Françoise Giroud

Nous sommes en 1969. Lacan vient d'être chassé de l'École normale supérieure où il tenait son séminaire. On l'accuse, à juste titre, de corrompre la jeunesse et de susciter des passions gauchistes. C'est un marginal, un hurluberlu, un fou. L'Université doit être reprise en main, vidée de ses agitateurs malsains, de ses terroristes en puissance. Avec quelques amis, nous occupons le bureau du directeur de l'école. La police intervient, dispersion. Les jours suivants, j'accompagne Lacan dans sa curieuse solitude, tout le monde le lâche, impossible d'obtenir dans la presse un article en sa faveur. J'assiste à l'humiliation du vieux Lacan, téléphonant ici et là sans obtenir de réponses. À un moment, il dit : « On va aller voir Giroud. »

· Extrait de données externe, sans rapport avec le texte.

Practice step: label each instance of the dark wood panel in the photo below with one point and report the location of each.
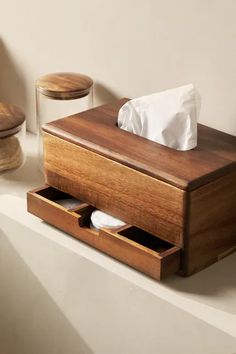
(211, 229)
(134, 197)
(96, 130)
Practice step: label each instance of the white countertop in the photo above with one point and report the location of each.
(110, 307)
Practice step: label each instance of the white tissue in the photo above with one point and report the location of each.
(100, 219)
(168, 118)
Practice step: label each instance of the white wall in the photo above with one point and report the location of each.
(129, 47)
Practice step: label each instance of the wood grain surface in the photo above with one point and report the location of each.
(11, 118)
(96, 130)
(211, 224)
(130, 195)
(157, 264)
(64, 85)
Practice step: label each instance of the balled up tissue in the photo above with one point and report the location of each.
(168, 117)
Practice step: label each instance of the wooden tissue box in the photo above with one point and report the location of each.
(180, 207)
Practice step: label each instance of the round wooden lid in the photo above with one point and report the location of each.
(64, 86)
(11, 119)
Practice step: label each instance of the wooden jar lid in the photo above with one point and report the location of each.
(11, 119)
(64, 86)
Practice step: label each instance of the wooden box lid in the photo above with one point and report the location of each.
(97, 131)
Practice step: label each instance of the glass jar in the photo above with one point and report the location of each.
(59, 95)
(12, 132)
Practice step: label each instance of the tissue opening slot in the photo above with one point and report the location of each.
(145, 239)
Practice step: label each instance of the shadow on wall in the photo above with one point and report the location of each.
(217, 280)
(30, 321)
(103, 95)
(12, 83)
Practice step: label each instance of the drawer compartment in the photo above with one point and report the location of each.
(128, 244)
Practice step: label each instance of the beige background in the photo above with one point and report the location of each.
(130, 48)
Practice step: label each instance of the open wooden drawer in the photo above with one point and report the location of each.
(133, 246)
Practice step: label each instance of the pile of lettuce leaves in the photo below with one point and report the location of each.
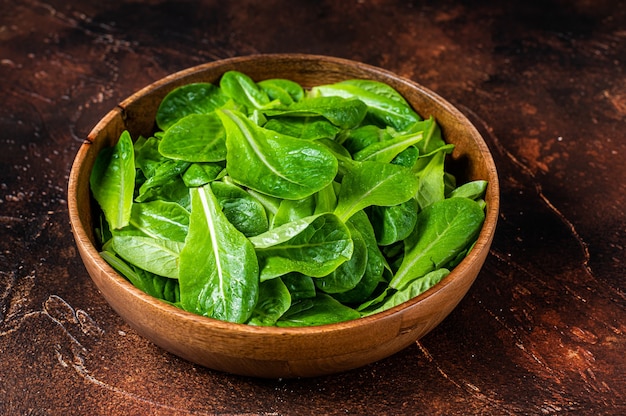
(267, 204)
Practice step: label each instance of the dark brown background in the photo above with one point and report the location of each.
(541, 332)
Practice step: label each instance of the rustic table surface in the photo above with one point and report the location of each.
(543, 329)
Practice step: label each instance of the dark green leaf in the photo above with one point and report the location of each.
(274, 164)
(112, 181)
(314, 246)
(322, 310)
(443, 229)
(219, 274)
(195, 138)
(198, 98)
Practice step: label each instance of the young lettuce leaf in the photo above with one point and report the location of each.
(196, 98)
(219, 272)
(272, 163)
(112, 181)
(314, 246)
(195, 138)
(443, 229)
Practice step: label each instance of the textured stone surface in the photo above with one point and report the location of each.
(543, 329)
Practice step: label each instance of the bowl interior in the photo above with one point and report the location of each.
(281, 352)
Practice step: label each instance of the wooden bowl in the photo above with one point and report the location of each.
(274, 352)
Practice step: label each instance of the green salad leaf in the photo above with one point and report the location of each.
(268, 204)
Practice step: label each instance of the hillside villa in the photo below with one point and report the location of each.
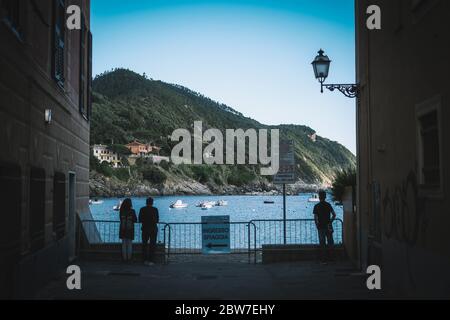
(142, 149)
(103, 154)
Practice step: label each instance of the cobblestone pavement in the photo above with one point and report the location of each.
(213, 277)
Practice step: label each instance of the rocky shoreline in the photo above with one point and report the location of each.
(111, 187)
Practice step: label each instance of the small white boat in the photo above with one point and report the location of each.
(206, 203)
(117, 207)
(206, 206)
(178, 205)
(221, 203)
(314, 198)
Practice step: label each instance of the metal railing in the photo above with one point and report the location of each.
(186, 237)
(298, 231)
(107, 232)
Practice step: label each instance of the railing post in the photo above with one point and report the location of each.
(249, 244)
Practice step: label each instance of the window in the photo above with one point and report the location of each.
(59, 19)
(59, 205)
(10, 226)
(429, 145)
(37, 209)
(10, 14)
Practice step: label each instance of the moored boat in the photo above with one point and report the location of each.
(314, 198)
(178, 205)
(221, 203)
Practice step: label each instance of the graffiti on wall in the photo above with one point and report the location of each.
(404, 217)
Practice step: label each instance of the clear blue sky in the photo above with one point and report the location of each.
(253, 55)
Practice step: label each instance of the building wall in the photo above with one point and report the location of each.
(27, 88)
(399, 67)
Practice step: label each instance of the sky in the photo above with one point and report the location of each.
(253, 55)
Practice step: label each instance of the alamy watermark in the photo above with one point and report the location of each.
(234, 147)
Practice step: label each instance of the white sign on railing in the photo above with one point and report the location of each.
(215, 234)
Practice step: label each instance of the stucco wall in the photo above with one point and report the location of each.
(26, 90)
(399, 67)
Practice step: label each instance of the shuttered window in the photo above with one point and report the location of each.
(37, 209)
(59, 41)
(59, 204)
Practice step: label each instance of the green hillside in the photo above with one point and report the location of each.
(128, 106)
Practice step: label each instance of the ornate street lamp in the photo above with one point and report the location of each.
(321, 66)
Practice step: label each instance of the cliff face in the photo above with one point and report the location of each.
(128, 106)
(106, 187)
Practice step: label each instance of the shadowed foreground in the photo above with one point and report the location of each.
(220, 278)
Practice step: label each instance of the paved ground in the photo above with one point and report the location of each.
(213, 278)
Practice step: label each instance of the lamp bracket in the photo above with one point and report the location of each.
(349, 90)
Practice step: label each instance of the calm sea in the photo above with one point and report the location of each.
(239, 208)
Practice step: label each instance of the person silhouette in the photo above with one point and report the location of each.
(324, 216)
(149, 218)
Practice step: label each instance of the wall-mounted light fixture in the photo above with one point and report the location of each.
(321, 66)
(48, 116)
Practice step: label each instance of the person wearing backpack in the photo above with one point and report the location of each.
(126, 233)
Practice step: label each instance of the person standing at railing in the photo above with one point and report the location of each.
(149, 217)
(127, 220)
(324, 216)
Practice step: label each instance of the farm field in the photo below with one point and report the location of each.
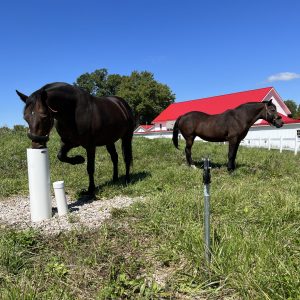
(154, 249)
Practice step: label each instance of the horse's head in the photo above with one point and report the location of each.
(38, 116)
(271, 115)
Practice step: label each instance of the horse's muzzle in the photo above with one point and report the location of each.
(38, 138)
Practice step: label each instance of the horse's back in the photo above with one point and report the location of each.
(206, 126)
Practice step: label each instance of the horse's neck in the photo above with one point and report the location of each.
(253, 114)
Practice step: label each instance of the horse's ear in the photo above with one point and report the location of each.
(44, 95)
(22, 96)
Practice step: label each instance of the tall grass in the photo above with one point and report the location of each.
(155, 248)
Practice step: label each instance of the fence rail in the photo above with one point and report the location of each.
(280, 143)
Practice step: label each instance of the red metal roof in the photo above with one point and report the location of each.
(146, 127)
(212, 105)
(285, 119)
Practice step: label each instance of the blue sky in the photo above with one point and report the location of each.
(198, 48)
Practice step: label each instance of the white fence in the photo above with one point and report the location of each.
(281, 143)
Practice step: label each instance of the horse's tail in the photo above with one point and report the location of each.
(175, 133)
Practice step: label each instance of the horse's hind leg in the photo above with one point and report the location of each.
(114, 158)
(127, 154)
(232, 151)
(62, 154)
(188, 151)
(91, 168)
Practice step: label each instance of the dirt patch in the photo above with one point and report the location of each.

Françoise Giroud, L'Express, cela ne me disait rien qui vaille, encore une lubie de Lacan. Mais non : nous nous retrouvons à déjeuner avec une femme douce, réservée, charmante, montrant pour Lacan une vive affection, et, surtout, une sorte de respect amusé. Chemisier de soie blanche un peu déboutonné, yeux noirs attentifs. J'ignorais, évidemment, qu'elle avait été en analyse avec lui au moment de ses plus grandes difficultés psychiques et sentimentales. Lacan ne dit pas grand-chose, il soupire beaucoup, s'amuse à parler de Mao, comme ça, pour rendre la conversation impossible. Françoise Giroud a cinquante-trois ans, Lacan soixante-huit, moi trente-trois. On mange rapidement, Lacan ne demande rien, on s'en va. La semaine suivante, il a son article très positif. Conclusion : c'était mon hommage à Françoise Giroud qui, pourtant, m'a vivement attaqué lorsque j'ai publié mon livre sur Casanova. Il est vrai qu'elle convoitait le sujet, et que je n'ai jamais été en psychanalyse.